Appellate counsel contend that during his argument on findings, the prosecutor improperly interjected his personal opinions and beliefs as to the evidence. We have examined the argument disputed for the first time on appeal, and find that, in general, the trial counsel properly discharged his prosecutorial duties. True, the prosecutor prefaced some remarks with the phrase, “I suggest”, or “I find,” but the tenor of the summation as a whole argued only reasonable inferences from the evidence in the record. While we find no prejudice to the accused, considering the overwhelming evidence of guilt, we remind trial participants of the penultimate paragraph of United States v. Horn, 9 M.J. 429 (C.M.A.1980), where the Court of Military Appeals stated:

We cannot close without again admonishing prosecutors and judges alike to be vigilant in assuring that the required propriety and decorum in closing argument are respected.

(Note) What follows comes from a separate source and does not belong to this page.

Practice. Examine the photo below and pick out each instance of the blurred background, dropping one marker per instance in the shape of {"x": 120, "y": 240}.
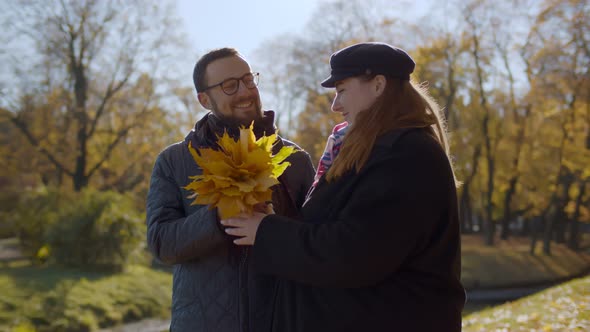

We echo this sound advice.

The findings of guilty and sentence are

AFFIRMED.

FORAY, Senior Judge, and O’HAIR, Judge, concur.

Rule 311. Evidence Obtained From Unlawful Searches and Seizures

***** *
(g) Scope of motions and objections challenging probable cause.
(1) Generally. If the defense challenges evidence seized pursuant to a search warrant or search authorization on the grounds that the warrant or authorization was not based upon probable cause, the evidence relevant to the motion is limited to evidence concerning the information actually presented to or otherwise known by the authorizing officer, except as provided in paragraph (2).
(2) False statements. If the defense makes a substantial preliminary showing that a government agent included a false statement knowingly and intentionally or with reckless disregard for the truth in the information presented to the authorizing officer, and if the allegedly false statement is necessary to the finding of probable cause, the defense, upon request, shall be entitled to a hearing. At the hearing, the defense has the burden of establishing by a preponderance of the evidence the allegation of falsity or reckless disregard for the truth. If the defense meets its burden, the prosecution has the burden of proving by a preponderance of the evidence, with the false information set aside, that the remaining information presented to the authorizing officer is sufficient to establish probable cause. If the prosecution does not meet its burden, the objection or motion shall be granted unless the search is otherwise lawful under these rules.